Nous avons donc intérêt à passer le contrôle technique (examen de conscience) avant la Sainte Cène (pain et vin, repas du Seigneur) afin de pas manger ni boire de jugement contre soi-même (1Cor 11:23 et suiv.)
Le rôle de la mémoire est ici primordial : Que serions nous sans elle ? Et qu'est-ce que L'histoire si ce n'est des paroles qui cristallisent une pensée que l'on souhaite la plus exacte possible. Nous avons un devoir de vérité historique pas celle qui est partisane mais celle qui est en accord avec notre conscience ! C'est pourquoi il est écrit : " Ce n'est pas par la volonté d'un homme que les saintes écritures ont été rédigés mais c'est poussés par l'esprit de Dieu que les écrivains de la Bible l'ont rédigée !"
Les historiens n'ont pas tous (loin s'en faut) l'esprit de Dieu et c'est de l'hypocrisie d'affirmer qu'on ne peut pas connaitre la vérité historique pas ce qu'elle a été écrite par des hommes faillibles. L'hypocrisie atteint son comble quand les historiens matérialistes ou autres cherchent à discréditer les saintes écritures en arguant le fait que l'Eglise a abusé spirituellement du peuple en asservissant le peuple au péché et à la crainte du jugement.
Alors que le Christ de la Bible est venu bouleverser l'Histoire en Règlant par sa mort (fait historique) et sa résurrection (fait historique et réalité spirituelle la plus puissante) la question du péché (en conférant une vie nouvelle libérée du péché au croyant) et du jugement associé par voie de conséquence ! (Et pas seulement la mauvaise conscience comme les religieux hypocrites qui s'accommodent avec des erreurs religieuses)

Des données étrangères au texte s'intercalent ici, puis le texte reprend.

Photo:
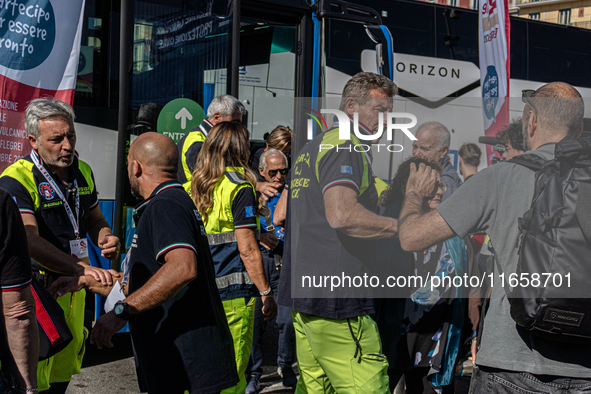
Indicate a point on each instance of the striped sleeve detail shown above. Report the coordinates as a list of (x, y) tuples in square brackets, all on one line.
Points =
[(246, 226), (338, 181), (16, 287), (175, 246)]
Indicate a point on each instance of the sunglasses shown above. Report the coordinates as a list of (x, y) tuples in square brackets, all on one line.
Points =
[(525, 97), (282, 171)]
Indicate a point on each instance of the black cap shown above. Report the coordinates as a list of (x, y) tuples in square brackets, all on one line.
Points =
[(488, 140)]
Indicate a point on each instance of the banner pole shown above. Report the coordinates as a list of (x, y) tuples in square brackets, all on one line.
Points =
[(125, 53)]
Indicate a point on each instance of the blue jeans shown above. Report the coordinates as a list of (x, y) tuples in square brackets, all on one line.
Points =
[(491, 380), (286, 343)]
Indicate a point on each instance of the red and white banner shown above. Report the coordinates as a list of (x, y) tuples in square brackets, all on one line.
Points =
[(494, 29), (39, 51)]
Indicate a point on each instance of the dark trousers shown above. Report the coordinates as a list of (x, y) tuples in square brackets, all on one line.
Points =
[(286, 343), (491, 380)]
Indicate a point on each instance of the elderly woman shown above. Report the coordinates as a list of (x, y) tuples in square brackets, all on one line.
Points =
[(223, 188), (432, 319), (280, 139)]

L'hypocrisie est également nourrie par celles et ceux qui ne veulent pas connaître Dieu ni se convertir mais préfèrent satisfaire leurs convoitises charnelles (abus) ou autres (pouvoir, argent), leur orgueil et leur vanité.
Les Saintes écritures renfermées dans la Bible servent de guide et de référence à de "grand esprits" comme aux plus humbles indigents... Ainsi, par le vécu de nombreux croyants, les Ecriture prouvent qu'elles sont bien ce qu'elles disent être : La Parole de Dieu. Celle qui les aide à écrire leur part de Histoire à l'encre de leur vécu.
Mais celui qui vit et regardant son passé devient paralysé et stérile comme la femme de Lot qui regarda en arrière et devint une statue de sel ! (voir Génèse 13)
"Celui qui laboure et regarde en arrière n'est pas propre au Royaume des cieux"disait Jésus, L'apôtre Paul exhortait les chrétiens à faire comme lui :
"Je fais une chose : Oubliant ce qui est en arrière et me portant vers ce qui est en avant, je cours vers le but pour remporter le prix de la vocation céleste de Dieu en Jésus-Christ"
Là est le problème de celles et ceux qui perdent leur temps à ergoter, colporter des ragots, polémiquer, critiquer, juger, maudire en somme leurs semblables en faisant des histoires au lieu d'écrire l'Histoire.
Jésus nous exhorte à Bénir :
"Bénissez et ne maudissez pas"Non seulement ceux qui nous bénissent mais aussi ceux qui nous haïssent et nous maudissent ! C'est ainsi qu'on écrit l'Histoire en se conformant à la volonté de Dieu et en sacrifiant notre orgueil sur l'autel de l'Évangile et non le contraire.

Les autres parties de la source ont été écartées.